Daniela Kalthoff, curator of the mammal collection at the Natural History Museum in Stockholm, examines a dried specimen of a Tasmanian tiger on September 26, 2023.
RNA is a molecule used to transmit information from the genome to the rest of the cell about what to do.
“The ability to recover RNA from extinct species is a small step toward the possibility of resurrecting extinct species in the future,” Dalen said.
The researcher and his team were able to sequence RNA molecules from a 130-year-old Tasmanian tiger specimen preserved at room temperature in the Swedish Natural History Museum.
With this they were able to reconstruct the RNA of the skin and skeletal muscle.
“If you resurrect a dead animal, you need to know where the genes are and what they do, and which tissues they regulate,” Dalen said, explaining the need to identify DNA and RNA.
Scientists have for the first time recovered RNA from an extinct species, the Tasmanian tiger, raising hopes for the resurrection of animals once thought to be lost forever.
The last known living Tasmanian tiger or thylacine, a carnivorous marsupial, died in captivity in 1936 at the Beaumaris Zoo in Tasmania.
After the European colonization of Australia, the animal was declared a pest and in 1888 a reward was offered for each adult animal killed.
Scientists have focused their efforts on exterminating the Tasmanian tiger, as its natural habitat in Tasmania is largely preserved.
Reviving the tiger, “exciting idea”
Daniela Kalthoff, curator of the Natural History Museum’s mammal collection, said the idea of possibly reviving the Tasmanian tiger is an “exciting idea.”
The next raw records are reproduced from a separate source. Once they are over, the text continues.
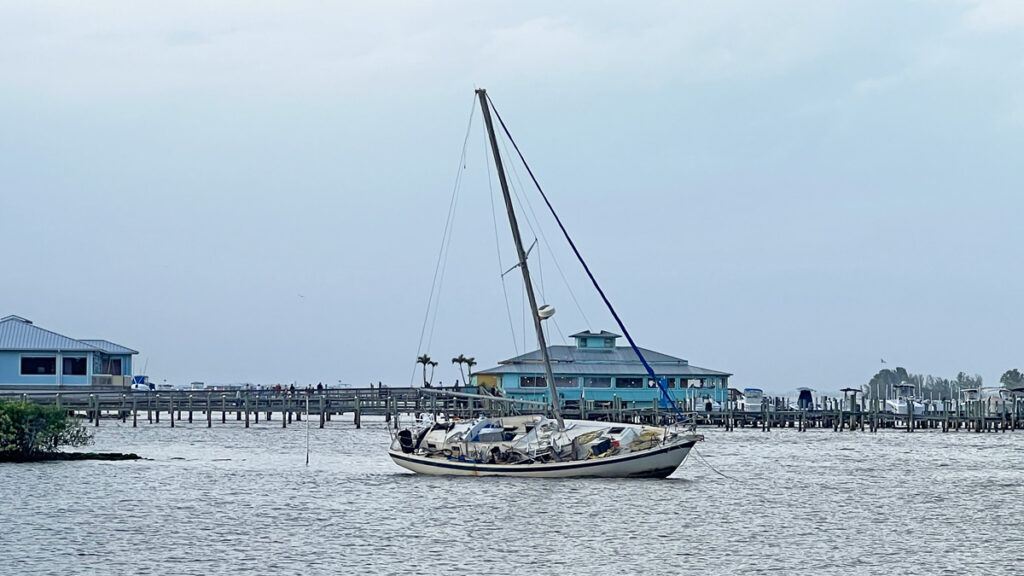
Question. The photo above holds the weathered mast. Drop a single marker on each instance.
(482, 95)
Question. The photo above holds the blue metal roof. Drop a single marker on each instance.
(18, 334)
(612, 356)
(589, 334)
(620, 361)
(577, 369)
(109, 346)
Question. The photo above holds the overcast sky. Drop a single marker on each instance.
(785, 191)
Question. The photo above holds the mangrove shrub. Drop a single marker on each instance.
(29, 429)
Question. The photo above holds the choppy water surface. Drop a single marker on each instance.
(229, 499)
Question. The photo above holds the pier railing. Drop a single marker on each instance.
(287, 406)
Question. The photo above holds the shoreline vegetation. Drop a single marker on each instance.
(30, 433)
(67, 456)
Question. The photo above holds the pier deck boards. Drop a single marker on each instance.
(212, 407)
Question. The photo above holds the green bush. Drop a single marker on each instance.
(28, 429)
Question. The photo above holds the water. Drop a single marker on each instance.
(229, 499)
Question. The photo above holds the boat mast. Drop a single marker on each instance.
(482, 95)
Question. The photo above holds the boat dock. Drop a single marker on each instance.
(250, 407)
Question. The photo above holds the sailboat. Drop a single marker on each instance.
(543, 446)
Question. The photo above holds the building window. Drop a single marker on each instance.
(111, 366)
(629, 382)
(531, 381)
(566, 381)
(39, 365)
(74, 366)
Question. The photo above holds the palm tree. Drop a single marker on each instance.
(460, 361)
(425, 361)
(470, 362)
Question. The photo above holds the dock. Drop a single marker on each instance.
(172, 407)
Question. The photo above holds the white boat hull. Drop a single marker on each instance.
(655, 462)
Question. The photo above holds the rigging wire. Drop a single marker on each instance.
(547, 244)
(498, 247)
(662, 382)
(438, 279)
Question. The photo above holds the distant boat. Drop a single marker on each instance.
(904, 401)
(805, 399)
(753, 398)
(540, 446)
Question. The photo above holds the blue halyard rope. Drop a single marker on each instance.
(662, 381)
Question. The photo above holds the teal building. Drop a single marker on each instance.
(597, 368)
(33, 357)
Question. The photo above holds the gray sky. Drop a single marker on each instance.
(786, 191)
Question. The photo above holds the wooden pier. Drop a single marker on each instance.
(217, 407)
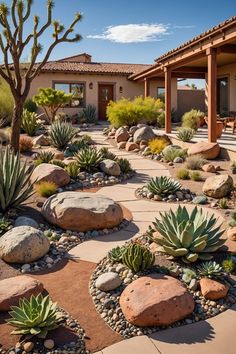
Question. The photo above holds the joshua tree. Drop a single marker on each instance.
(12, 45)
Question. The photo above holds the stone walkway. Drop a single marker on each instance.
(214, 336)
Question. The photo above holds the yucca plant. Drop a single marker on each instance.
(15, 186)
(163, 186)
(189, 236)
(88, 159)
(61, 133)
(35, 317)
(210, 269)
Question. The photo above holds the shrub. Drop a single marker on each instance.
(26, 144)
(61, 133)
(189, 236)
(14, 178)
(156, 145)
(35, 317)
(46, 189)
(183, 174)
(163, 186)
(185, 134)
(195, 162)
(191, 119)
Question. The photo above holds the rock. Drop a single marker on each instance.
(212, 289)
(80, 211)
(130, 146)
(110, 167)
(218, 186)
(209, 151)
(23, 244)
(108, 281)
(26, 221)
(50, 173)
(12, 289)
(145, 133)
(156, 300)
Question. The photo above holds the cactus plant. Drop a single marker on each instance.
(137, 257)
(35, 317)
(189, 236)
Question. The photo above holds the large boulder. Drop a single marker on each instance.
(218, 186)
(82, 211)
(146, 133)
(12, 289)
(110, 167)
(50, 173)
(209, 151)
(23, 244)
(156, 300)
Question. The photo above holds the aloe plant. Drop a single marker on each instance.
(35, 317)
(15, 186)
(189, 236)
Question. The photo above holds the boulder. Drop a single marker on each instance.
(209, 151)
(146, 133)
(156, 300)
(80, 211)
(110, 167)
(23, 244)
(218, 186)
(108, 281)
(50, 173)
(212, 289)
(12, 289)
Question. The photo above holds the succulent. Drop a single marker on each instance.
(35, 317)
(15, 186)
(137, 257)
(88, 159)
(163, 186)
(61, 134)
(189, 236)
(115, 255)
(210, 269)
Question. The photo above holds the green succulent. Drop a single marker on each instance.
(189, 236)
(61, 133)
(210, 269)
(15, 186)
(35, 317)
(88, 159)
(163, 186)
(137, 257)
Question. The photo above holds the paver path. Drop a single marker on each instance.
(213, 336)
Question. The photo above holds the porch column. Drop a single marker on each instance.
(146, 88)
(167, 72)
(212, 111)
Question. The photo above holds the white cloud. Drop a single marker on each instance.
(133, 33)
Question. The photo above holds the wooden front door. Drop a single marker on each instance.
(105, 95)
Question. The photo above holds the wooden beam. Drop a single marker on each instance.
(212, 111)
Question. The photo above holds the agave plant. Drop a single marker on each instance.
(15, 186)
(61, 134)
(163, 186)
(189, 236)
(210, 269)
(35, 317)
(88, 159)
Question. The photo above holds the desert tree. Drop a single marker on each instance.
(13, 45)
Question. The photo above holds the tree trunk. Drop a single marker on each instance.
(16, 125)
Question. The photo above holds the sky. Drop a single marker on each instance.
(131, 31)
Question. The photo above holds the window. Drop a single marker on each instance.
(76, 89)
(161, 93)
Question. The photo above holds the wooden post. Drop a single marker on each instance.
(167, 99)
(212, 94)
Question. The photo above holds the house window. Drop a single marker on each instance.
(77, 89)
(161, 93)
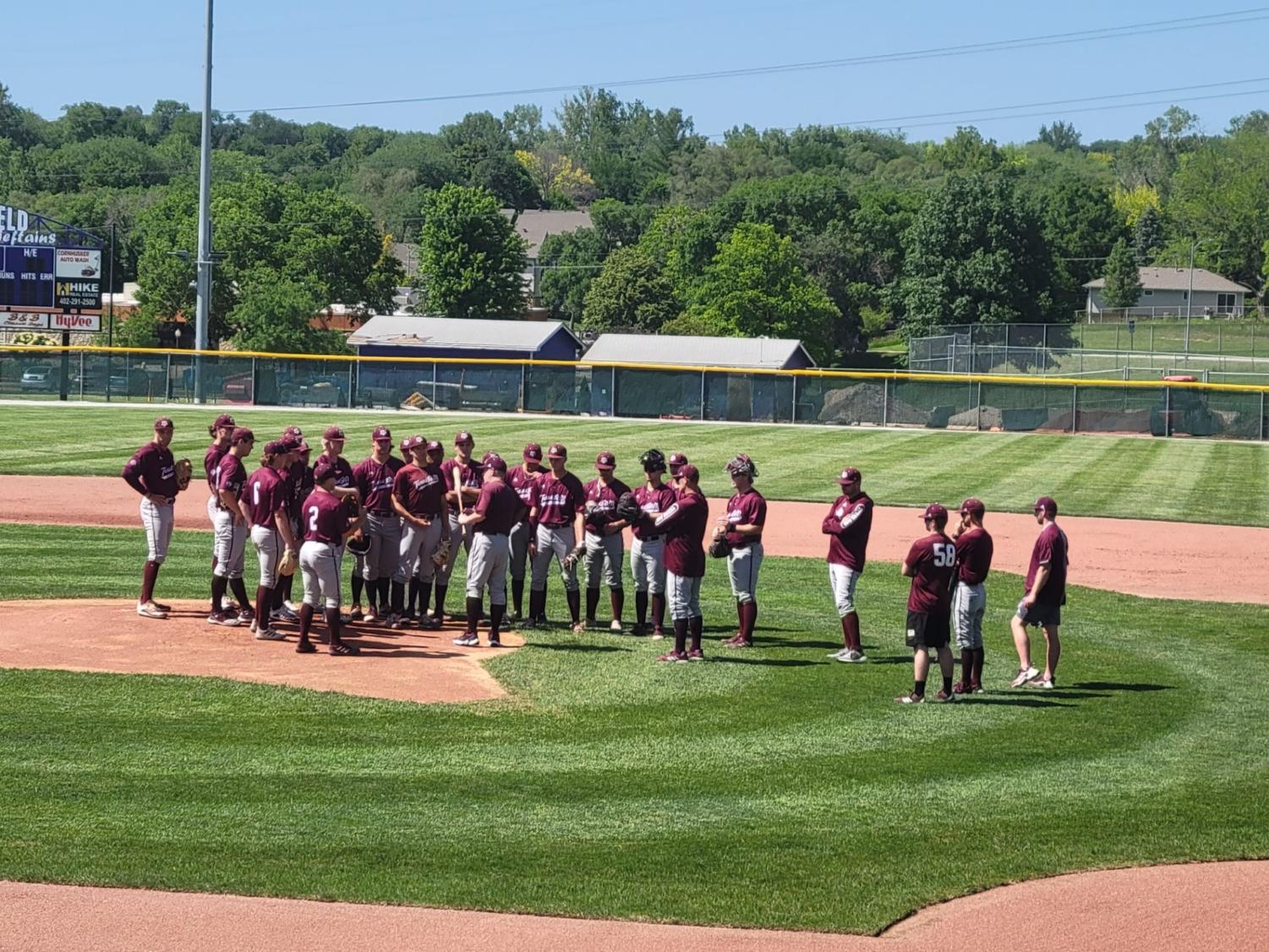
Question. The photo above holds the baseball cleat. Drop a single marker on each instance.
(1025, 674)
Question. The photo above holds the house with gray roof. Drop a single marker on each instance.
(1167, 291)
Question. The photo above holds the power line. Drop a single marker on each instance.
(1170, 25)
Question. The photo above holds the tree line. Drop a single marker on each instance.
(831, 235)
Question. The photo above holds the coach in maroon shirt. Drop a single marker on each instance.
(930, 564)
(1046, 594)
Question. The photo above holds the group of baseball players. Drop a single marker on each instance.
(402, 519)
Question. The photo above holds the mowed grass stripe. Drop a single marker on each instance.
(1127, 478)
(741, 791)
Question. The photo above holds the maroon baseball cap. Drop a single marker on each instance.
(1046, 504)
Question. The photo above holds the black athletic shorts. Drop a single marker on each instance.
(927, 630)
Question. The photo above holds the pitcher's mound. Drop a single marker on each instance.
(109, 636)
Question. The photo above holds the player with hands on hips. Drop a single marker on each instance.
(848, 524)
(742, 531)
(154, 473)
(930, 564)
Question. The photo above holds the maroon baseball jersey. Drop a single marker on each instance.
(265, 494)
(848, 524)
(230, 475)
(745, 508)
(152, 470)
(654, 501)
(559, 501)
(1051, 549)
(325, 518)
(684, 527)
(974, 556)
(419, 489)
(374, 480)
(933, 564)
(602, 496)
(211, 461)
(500, 504)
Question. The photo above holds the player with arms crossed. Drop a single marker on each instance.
(264, 504)
(648, 550)
(496, 511)
(930, 564)
(326, 528)
(559, 501)
(1046, 594)
(157, 478)
(974, 549)
(848, 524)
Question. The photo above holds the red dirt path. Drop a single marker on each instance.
(1160, 909)
(1185, 560)
(88, 635)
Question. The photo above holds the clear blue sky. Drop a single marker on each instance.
(294, 52)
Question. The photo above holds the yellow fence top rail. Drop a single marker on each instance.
(815, 372)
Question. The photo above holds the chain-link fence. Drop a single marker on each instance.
(974, 402)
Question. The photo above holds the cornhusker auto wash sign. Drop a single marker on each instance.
(50, 273)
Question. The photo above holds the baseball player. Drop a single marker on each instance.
(930, 564)
(559, 504)
(231, 532)
(742, 528)
(522, 479)
(848, 524)
(496, 511)
(152, 473)
(328, 526)
(648, 550)
(419, 499)
(974, 550)
(1046, 594)
(684, 528)
(462, 479)
(604, 549)
(264, 506)
(374, 479)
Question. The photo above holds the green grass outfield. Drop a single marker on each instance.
(1190, 480)
(770, 787)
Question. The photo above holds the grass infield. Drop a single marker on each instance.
(772, 787)
(1119, 476)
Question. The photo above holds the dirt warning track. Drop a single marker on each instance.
(1135, 556)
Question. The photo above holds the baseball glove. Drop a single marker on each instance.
(288, 562)
(442, 555)
(719, 547)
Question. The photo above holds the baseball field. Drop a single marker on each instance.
(767, 789)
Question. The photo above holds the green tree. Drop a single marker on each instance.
(755, 287)
(470, 257)
(1124, 277)
(976, 254)
(631, 293)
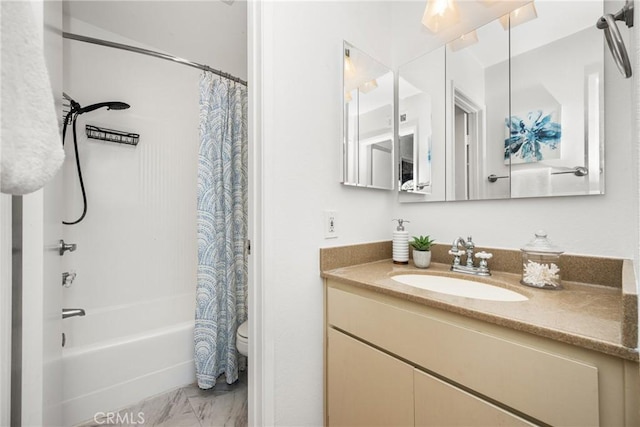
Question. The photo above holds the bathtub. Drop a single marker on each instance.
(117, 356)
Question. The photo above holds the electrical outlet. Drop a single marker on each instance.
(330, 226)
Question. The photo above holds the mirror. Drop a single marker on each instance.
(556, 131)
(524, 102)
(368, 143)
(421, 110)
(477, 99)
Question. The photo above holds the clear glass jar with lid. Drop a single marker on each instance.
(541, 263)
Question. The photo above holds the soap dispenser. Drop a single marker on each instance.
(400, 244)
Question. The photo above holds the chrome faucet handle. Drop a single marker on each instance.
(483, 257)
(469, 243)
(469, 246)
(456, 254)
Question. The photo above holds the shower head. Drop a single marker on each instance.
(112, 105)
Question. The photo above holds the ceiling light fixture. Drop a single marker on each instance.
(440, 14)
(463, 41)
(519, 16)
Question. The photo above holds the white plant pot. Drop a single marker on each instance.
(421, 259)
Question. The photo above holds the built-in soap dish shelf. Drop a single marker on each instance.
(112, 135)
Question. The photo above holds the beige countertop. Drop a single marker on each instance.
(585, 315)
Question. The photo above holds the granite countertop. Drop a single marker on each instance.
(585, 315)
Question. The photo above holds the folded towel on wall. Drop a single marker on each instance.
(31, 147)
(534, 182)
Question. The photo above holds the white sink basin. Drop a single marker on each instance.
(459, 287)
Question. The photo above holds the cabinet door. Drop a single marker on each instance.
(366, 387)
(440, 404)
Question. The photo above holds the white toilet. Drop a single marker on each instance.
(242, 338)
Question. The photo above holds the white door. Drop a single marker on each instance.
(41, 267)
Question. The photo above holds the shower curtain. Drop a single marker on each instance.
(221, 296)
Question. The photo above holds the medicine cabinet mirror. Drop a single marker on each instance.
(368, 145)
(518, 113)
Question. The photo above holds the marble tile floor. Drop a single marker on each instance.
(223, 405)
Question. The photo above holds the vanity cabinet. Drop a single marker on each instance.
(391, 361)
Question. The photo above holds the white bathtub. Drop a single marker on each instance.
(118, 356)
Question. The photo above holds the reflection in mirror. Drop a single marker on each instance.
(555, 134)
(421, 92)
(478, 102)
(367, 151)
(524, 103)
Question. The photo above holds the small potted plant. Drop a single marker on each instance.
(421, 251)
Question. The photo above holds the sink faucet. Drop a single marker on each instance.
(460, 247)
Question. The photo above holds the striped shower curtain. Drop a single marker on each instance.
(221, 296)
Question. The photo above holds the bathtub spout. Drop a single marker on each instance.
(70, 312)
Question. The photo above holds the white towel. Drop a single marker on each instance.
(31, 146)
(531, 182)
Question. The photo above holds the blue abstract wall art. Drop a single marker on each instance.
(532, 137)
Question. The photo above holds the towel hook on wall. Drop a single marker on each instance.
(607, 22)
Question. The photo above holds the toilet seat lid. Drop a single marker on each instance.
(243, 330)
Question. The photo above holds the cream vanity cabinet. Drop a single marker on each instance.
(393, 362)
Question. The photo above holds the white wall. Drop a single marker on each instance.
(302, 44)
(299, 184)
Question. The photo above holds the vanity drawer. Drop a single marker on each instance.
(549, 387)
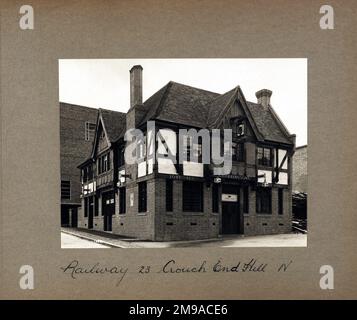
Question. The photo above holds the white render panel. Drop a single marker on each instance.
(192, 169)
(121, 174)
(267, 175)
(170, 138)
(142, 169)
(281, 155)
(283, 178)
(166, 166)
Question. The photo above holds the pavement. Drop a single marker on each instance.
(83, 238)
(72, 242)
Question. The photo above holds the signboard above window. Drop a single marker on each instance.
(240, 129)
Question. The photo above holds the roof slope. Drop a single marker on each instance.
(195, 107)
(114, 123)
(179, 103)
(267, 124)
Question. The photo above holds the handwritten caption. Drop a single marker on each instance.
(75, 269)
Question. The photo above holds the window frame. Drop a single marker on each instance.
(215, 198)
(88, 131)
(280, 201)
(263, 205)
(68, 197)
(194, 188)
(262, 161)
(122, 200)
(169, 195)
(142, 197)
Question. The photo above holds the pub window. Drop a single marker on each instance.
(89, 131)
(264, 156)
(263, 196)
(89, 172)
(84, 174)
(85, 207)
(142, 149)
(169, 195)
(65, 189)
(121, 156)
(105, 163)
(108, 161)
(240, 129)
(122, 200)
(91, 206)
(215, 198)
(187, 143)
(280, 201)
(238, 151)
(96, 212)
(142, 198)
(99, 165)
(192, 196)
(246, 199)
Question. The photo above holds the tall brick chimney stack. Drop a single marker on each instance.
(137, 110)
(263, 97)
(136, 85)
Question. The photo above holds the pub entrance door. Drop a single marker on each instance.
(108, 209)
(230, 209)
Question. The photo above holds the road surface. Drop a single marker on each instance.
(72, 242)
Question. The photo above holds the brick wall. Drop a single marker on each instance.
(259, 224)
(179, 225)
(73, 147)
(300, 169)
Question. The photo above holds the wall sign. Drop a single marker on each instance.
(229, 197)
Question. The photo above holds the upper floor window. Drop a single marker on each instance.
(238, 151)
(240, 129)
(121, 156)
(89, 131)
(142, 197)
(193, 149)
(104, 163)
(264, 156)
(192, 196)
(65, 189)
(263, 200)
(87, 173)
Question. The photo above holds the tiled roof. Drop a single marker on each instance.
(191, 106)
(114, 123)
(267, 124)
(179, 103)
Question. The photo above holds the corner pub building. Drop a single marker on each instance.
(163, 201)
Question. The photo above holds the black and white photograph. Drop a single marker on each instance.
(164, 153)
(210, 144)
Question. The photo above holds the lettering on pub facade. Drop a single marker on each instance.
(162, 200)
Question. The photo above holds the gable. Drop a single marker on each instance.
(101, 141)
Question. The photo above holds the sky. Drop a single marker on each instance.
(104, 83)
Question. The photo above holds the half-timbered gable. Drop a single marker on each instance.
(166, 197)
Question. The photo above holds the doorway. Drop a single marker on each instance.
(230, 210)
(108, 209)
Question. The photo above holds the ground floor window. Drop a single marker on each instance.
(142, 197)
(96, 211)
(192, 192)
(281, 201)
(122, 200)
(91, 206)
(263, 196)
(246, 199)
(169, 195)
(85, 207)
(65, 189)
(215, 198)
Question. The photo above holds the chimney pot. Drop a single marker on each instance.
(263, 97)
(136, 85)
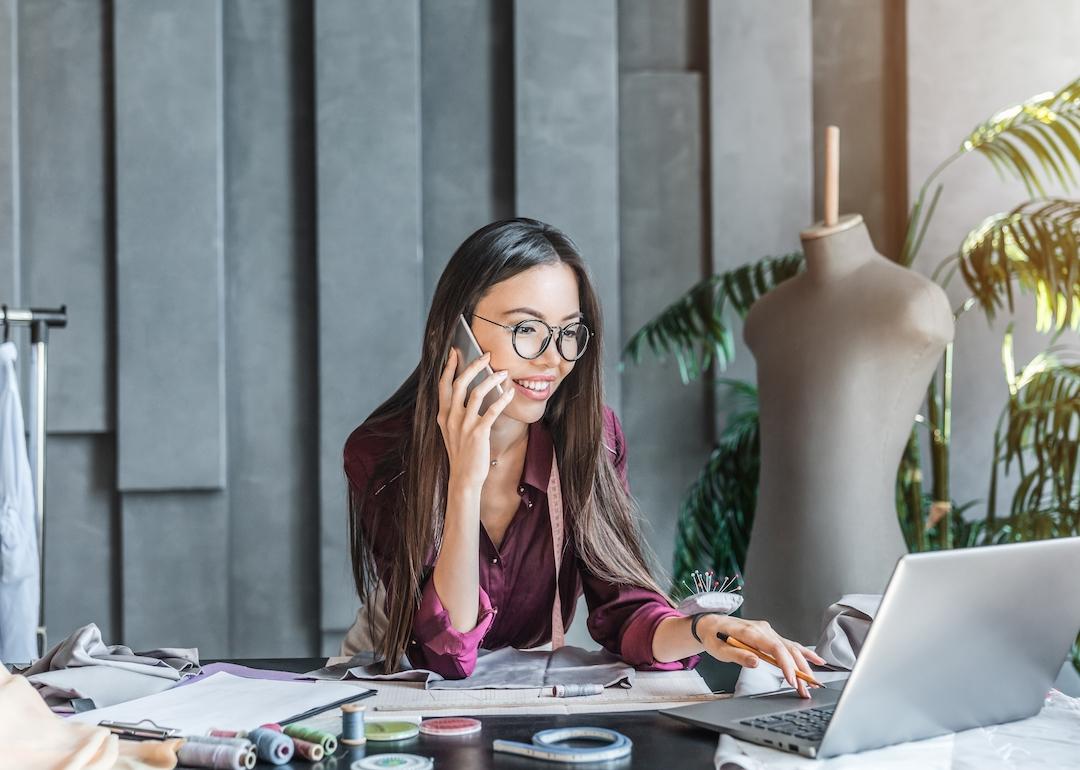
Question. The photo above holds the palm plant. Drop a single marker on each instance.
(1035, 250)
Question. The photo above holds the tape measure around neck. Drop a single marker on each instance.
(557, 536)
(545, 745)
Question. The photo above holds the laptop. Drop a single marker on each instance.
(962, 638)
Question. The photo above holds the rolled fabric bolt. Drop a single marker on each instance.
(311, 752)
(575, 690)
(227, 733)
(273, 747)
(352, 725)
(221, 740)
(327, 741)
(217, 756)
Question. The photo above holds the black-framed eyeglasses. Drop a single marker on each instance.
(531, 337)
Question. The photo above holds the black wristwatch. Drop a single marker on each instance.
(693, 625)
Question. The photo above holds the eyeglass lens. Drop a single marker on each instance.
(531, 338)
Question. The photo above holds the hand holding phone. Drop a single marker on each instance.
(470, 400)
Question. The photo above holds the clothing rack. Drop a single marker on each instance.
(39, 321)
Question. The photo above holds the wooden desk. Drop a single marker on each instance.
(659, 741)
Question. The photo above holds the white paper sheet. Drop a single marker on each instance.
(226, 701)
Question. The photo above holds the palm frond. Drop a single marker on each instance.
(1039, 434)
(717, 513)
(1039, 138)
(693, 328)
(1037, 246)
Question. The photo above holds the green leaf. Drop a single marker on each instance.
(717, 512)
(1036, 246)
(693, 327)
(1044, 129)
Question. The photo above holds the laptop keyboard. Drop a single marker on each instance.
(809, 724)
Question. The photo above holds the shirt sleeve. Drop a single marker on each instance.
(434, 644)
(623, 619)
(437, 646)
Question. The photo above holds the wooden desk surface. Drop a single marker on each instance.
(659, 741)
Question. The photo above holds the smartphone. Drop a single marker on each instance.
(469, 350)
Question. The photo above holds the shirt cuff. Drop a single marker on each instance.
(636, 643)
(432, 627)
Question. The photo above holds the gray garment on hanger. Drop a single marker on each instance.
(501, 670)
(84, 666)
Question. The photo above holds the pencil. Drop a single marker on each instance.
(765, 656)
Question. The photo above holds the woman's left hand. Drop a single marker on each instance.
(790, 654)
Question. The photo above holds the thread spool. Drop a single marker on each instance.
(217, 756)
(326, 740)
(352, 725)
(311, 752)
(273, 747)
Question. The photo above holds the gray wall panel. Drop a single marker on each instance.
(468, 148)
(370, 280)
(662, 235)
(175, 571)
(82, 558)
(760, 125)
(566, 139)
(64, 189)
(271, 341)
(169, 245)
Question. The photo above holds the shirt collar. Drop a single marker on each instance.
(537, 470)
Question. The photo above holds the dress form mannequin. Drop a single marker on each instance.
(845, 352)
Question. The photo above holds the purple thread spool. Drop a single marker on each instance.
(273, 747)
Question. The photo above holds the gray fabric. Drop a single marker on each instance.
(846, 625)
(502, 670)
(84, 666)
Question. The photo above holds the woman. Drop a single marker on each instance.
(456, 517)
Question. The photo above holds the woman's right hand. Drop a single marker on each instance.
(466, 433)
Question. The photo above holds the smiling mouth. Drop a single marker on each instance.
(537, 390)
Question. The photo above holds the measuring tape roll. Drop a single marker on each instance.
(545, 745)
(397, 761)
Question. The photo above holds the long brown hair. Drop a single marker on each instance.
(602, 516)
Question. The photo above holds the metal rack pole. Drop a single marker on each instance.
(39, 321)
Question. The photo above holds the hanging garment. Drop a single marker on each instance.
(18, 530)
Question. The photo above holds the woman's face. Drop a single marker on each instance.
(548, 293)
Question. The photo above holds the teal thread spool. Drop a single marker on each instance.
(327, 741)
(273, 747)
(352, 725)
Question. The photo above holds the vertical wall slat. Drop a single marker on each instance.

“It’s an amazing animal and I want to see it alive again,” he said, showing the black and brown feathers the researchers used in their study.
Their findings also have implications for the study of pandemic RNA viruses.
Researchers have been able to reconstruct RNA from the skin and skeletal muscle of the Tasmanian tiger, which has been extinct for decades.
“Many of the pandemics that happened in the past were caused by RNA viruses, most recently the coronavirus, but also … the Spanish flu,” Dalen explained.
“In fact, we can look for these viruses in the remains of wild animals stored in dry museum collections. That will help us understand the nature of pandemics and where they come from,” he said.
The study opens the door to using museum collections in this new way.
“There are millions and millions of dried skins and dried tissues of insects, mammals and birds, etc., in museum collections all over the world, and now one can get the RNA from all the specimens,” Dalen said.